It seems that there were 168568 incidents in the first 5 months of 2017!!

Now let us consider only incidents where the victim was female.

In [6]:
df_data=df_data[df_data['VIC_SEX']=='F']
df_data.drop(labels='VIC_SEX',axis=1,inplace=True)
df_data=df_data.reset_index(drop=True)
len(df_data)

66386

There were 66386 incidents against women.
Let us view the data that we will work on it

In [7]:
df_data.head()

Unnamed: 0,ADDR_PCT_CD,BORO_NM,Latitude,Longitude,LAW_CAT_CD
0,71,BROOKLYN,40.667757,-73.929829,FELONY
1,104,QUEENS,40.72969,-73.874856,MISDEMEANOR
2,48,BRONX,40.855168,-73.887904,MISDEMEANOR
3,45,BRONX,40.842202,-73.849757,MISDEMEANOR
4,24,MANHATTAN,40.794953,-73.971437,FELONY


Data types:

In [8]:
df_data.dtypes

ADDR_PCT_CD      int64
BORO_NM         object
Latitude       float64
Longitude      float64
LAW_CAT_CD      object
dtype: object

Now let us drop the missing data

In [9]:
df_data.BORO_NM.replace(np.nan, '', regex=True,inplace=True)
df_data=df_data[df_data['BORO_NM']!=''].reset_index(drop=True)
df_data=df_data[df_data['ADDR_PCT_CD']!=np.nan].reset_index(drop=True)
print(len(df_data))


66365


It is time for one-hot encoding for the offence category.

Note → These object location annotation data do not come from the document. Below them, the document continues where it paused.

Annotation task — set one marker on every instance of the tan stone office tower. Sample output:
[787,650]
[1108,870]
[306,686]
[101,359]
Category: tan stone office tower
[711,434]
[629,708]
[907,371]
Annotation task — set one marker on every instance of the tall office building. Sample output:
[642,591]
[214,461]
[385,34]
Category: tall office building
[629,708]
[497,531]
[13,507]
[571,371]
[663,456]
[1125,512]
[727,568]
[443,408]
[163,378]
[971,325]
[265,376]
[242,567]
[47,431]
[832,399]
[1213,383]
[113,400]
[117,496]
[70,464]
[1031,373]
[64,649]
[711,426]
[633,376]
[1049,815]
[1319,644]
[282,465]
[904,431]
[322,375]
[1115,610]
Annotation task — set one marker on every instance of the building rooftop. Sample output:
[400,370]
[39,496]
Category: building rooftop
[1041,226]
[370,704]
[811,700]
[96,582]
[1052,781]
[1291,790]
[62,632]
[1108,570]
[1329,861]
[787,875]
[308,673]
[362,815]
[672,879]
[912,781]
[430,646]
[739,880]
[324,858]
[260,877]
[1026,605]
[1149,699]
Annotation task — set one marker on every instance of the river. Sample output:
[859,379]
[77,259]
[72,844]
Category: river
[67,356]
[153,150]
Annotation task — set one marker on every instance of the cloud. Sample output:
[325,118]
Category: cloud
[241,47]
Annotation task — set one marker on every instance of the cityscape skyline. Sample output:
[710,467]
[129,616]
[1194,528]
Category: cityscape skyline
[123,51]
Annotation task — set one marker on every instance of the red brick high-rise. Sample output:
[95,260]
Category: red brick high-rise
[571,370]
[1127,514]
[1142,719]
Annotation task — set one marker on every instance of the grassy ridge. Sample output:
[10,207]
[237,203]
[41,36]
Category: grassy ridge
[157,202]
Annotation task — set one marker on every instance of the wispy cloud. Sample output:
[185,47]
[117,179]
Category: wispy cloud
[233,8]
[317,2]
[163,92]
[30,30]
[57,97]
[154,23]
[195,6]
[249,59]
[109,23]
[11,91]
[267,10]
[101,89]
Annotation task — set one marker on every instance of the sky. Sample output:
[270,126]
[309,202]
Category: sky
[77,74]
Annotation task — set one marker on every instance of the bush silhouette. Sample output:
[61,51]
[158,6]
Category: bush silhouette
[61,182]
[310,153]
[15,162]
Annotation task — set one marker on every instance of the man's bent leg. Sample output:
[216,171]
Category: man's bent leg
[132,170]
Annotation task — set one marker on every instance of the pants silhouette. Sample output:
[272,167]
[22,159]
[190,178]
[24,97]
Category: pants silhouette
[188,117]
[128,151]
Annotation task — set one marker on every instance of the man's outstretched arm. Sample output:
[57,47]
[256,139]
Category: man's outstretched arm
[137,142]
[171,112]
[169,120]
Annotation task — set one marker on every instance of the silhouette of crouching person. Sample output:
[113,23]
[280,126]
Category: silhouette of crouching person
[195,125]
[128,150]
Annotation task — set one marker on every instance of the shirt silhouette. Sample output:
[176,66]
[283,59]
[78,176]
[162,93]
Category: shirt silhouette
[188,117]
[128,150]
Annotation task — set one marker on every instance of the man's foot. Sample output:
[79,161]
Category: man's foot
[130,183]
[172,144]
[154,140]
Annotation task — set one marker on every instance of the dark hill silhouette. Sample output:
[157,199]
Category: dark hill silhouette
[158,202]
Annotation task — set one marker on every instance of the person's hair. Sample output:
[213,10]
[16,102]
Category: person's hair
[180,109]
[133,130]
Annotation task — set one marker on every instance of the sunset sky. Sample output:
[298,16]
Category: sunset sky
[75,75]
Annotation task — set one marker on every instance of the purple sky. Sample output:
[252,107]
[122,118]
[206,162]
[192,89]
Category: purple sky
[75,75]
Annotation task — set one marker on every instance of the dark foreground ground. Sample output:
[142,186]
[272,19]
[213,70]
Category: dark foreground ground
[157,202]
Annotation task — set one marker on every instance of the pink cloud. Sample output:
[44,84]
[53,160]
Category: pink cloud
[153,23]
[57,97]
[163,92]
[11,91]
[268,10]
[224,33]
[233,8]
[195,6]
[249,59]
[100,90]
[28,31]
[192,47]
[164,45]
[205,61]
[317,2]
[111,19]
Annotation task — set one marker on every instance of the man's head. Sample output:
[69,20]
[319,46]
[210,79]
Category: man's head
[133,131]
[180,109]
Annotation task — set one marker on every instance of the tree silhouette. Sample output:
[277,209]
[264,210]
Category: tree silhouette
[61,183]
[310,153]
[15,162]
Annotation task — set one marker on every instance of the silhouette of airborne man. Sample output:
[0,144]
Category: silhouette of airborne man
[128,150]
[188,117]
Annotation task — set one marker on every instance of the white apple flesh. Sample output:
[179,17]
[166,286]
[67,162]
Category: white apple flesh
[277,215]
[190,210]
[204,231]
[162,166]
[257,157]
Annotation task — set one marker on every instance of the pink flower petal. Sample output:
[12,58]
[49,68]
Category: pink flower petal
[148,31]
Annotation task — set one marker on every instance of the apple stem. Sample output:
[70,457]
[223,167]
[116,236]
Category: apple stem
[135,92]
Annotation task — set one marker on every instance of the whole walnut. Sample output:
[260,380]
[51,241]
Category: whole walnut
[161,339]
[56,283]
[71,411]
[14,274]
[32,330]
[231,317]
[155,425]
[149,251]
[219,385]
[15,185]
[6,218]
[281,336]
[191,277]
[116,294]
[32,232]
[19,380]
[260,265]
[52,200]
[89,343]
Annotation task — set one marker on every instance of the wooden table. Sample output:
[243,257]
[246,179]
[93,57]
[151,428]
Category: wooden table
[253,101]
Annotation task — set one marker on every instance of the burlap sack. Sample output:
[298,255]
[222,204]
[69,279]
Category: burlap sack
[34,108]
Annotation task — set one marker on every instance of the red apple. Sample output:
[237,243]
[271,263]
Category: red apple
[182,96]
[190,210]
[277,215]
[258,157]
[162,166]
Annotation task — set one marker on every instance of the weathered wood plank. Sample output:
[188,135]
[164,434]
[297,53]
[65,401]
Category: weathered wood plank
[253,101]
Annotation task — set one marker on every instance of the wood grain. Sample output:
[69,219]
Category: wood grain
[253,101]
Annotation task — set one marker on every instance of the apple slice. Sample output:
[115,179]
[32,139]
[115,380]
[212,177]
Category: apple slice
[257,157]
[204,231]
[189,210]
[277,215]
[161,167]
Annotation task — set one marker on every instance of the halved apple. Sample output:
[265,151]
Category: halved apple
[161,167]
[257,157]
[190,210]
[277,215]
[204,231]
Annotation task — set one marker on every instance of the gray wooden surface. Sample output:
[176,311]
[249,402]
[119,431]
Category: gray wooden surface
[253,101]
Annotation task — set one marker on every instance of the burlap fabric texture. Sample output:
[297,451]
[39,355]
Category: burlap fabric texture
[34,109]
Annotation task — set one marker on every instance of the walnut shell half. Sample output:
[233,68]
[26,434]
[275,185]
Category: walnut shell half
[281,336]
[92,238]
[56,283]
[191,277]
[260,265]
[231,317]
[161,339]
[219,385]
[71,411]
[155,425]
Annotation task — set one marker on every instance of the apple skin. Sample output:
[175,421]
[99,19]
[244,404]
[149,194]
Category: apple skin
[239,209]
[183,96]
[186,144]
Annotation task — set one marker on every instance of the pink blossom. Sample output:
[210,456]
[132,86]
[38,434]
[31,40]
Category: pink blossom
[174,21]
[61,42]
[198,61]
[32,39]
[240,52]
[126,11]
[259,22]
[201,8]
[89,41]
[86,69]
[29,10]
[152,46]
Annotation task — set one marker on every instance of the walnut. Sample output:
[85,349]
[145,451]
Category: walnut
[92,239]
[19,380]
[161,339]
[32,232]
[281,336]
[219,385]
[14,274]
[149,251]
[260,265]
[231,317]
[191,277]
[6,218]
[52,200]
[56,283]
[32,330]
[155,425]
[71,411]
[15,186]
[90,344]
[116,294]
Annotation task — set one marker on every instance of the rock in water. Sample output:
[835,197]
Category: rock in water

Also, we will group data by precincts for better viewing   

In [10]:
df_data_onehot= pd.get_dummies(df_data[['LAW_CAT_CD']], prefix="", prefix_sep="")
df_data=pd.concat([df_data,df_data_onehot],axis=1).drop(['LAW_CAT_CD'],axis=1)
df_data=df_data.sort_values(by=['ADDR_PCT_CD']).reset_index(drop=True)
df_data.head()

Unnamed: 0,ADDR_PCT_CD,BORO_NM,Latitude,Longitude,FELONY,MISDEMEANOR,VIOLATION
0,1,MANHATTAN,40.710229,-74.007746,0,0,1
1,1,MANHATTAN,40.720464,-74.006852,0,1,0
2,1,MANHATTAN,40.715529,-74.00924,0,1,0
3,1,MANHATTAN,40.722855,-74.003375,1,0,0
4,1,MANHATTAN,40.705024,-74.012978,0,1,0


It is better to group data by precincts and borough and count total number of crimes for each category and also calculate average location to place it on map.  

In [11]:
df_grouped1=df_data.groupby(by=['ADDR_PCT_CD','BORO_NM']).count().reset_index()
df_grouped2=df_data.groupby(by=['ADDR_PCT_CD','BORO_NM']).mean().reset_index()
df_grouped3=df_data.groupby(by=['ADDR_PCT_CD','BORO_NM']).sum().reset_index()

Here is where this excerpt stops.